Mehr als 150 Anzeigen, 100 Fernseh- und Radio-Spots sowie Stände auf Messen und Konferenzen sorgten für rund 500.000 Kontakte, die den Bio-Firmen europaweit neue Geschäftsmöglichkeiten erschließen. Zudem sorgt eine Reihe von Fachmagazinen und Internet-Portalen in Italien für ein hohes Informationsniveau.

Schüler essen Bio-Gerichte

2005 kochten 650 italienische Schulküchen täglich rund eine Million Bio-Gerichte. Bereits im Jahr 2000 verabschiedete die italienische Regierung ein Gesetz, das öffentlichen Schulen und Krankenhäusern den Einsatz von Bio-Zutaten in ihren Großküchen vorschreibt. Allerdings waren anfangs wenige Lokalregierungen zu Zuschüssen bereit und Verstöße wurden nicht geahndet. Deshalb dauerte es, bis die Vorschriften umgesetzt wurden.

Die Regionen Friaul, Venetien, Toskana und Marken begannen schon zwischen 2000 und 2002 mit der Bio-Schulverpflegung. Die Regierung der Region Emilia Romagna schrieb 2002 fest: Kindergarten- und Schulkinder sollen zu 100 Prozent mit Bio-Essen versorgt werden.

Auch Bio-Angebote in Restaurants nehmen zu. Bio-Bank, Herausgeber des jährlichen Branchenverzeichnisses Tutto Bio, hat die Adressen von 250 Restaurants gelistet, die mindestens 70 Prozent der Zutaten in Bio-Qualität verwenden. Auf Empfehlung seiner Mediziner verpflegt der Fußballclub Palermo, in dem vier Weltmeister von 2006 spielen, seine Fußballer mit Bio-Produkten.

Piazza Italia auf der BioFach 2007

Auf der Piazza Italia in der Halle 4 auf der BioFach 2007 in Nürnberg heißt das Land des Jahres die Messebesucher willkommen. Beim Rundgang über die mehr als 270 italienischen Stände wird dem Handel ein breit gefächertes, interessantes Angebot an Weinen und Spirituosen, Olivenöl, Teigwaren, , Obst und Gemüse, Konserven, Säften, Saucen, Kräutern, Gewürzen, Getreideprodukten, Essig, Antipasti, Honig, Molkereiprodukten, Pizza, Backwaren, Schokolade, Kaffee, Nüsse, Mandeln und Schinken geboten.
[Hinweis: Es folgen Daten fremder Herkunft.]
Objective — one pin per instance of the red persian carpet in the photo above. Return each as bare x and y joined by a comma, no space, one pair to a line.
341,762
Der Auftritt wird organisiert vom Italienischen Institut für Außenhandel (I.C.E.) eine staatliche Einrichtung zur Förderung, Unterstützung und Entwicklung des italienischen Außenhandels. Seine Aufgabe ist es, die Internationalisierung italienischer Unternehmen – insbesondere kleinerer und mittlerer Betriebe sowie deren Konsolidierung auf den Auslandsmärkten zu unterstützen. Das Institut hat seinen Hauptsitz in Rom und verfügt in Italien über 16 Außenstellen. Des weiteren betreuen 77 internationale I.C.E. Büros über 100 Länder der Welt. Die Tätigkeit des I.C.E. wird aus öffentlichen Mitteln und in geringerem Umfang auch durch die Unternehmen finanziert, die das Serviceangebot nutzen. Das I.C.E. unterstützt die Firmen mit Informationen, Werbung und Ausbildung.

Um sein Geschäftsfeld abstecken und sich für eine konkrete Art des Auslandsgeschäfts entscheiden zu können, muss ein Unternehmen zunächst Informationen über Märkte und Handelsmöglichkeiten einholen. Das I.C.E ist in der Lage mit seinen Auslandsniederlassungen derartige Informationen zu liefern dank kontinuierlicher Beobachtung der Märkte, der Warenströme und der Investitionstätigkeit sowie durch Aufbereitung von Daten. Die deutsche Vertretung ist in Düsseldorf beheimatet.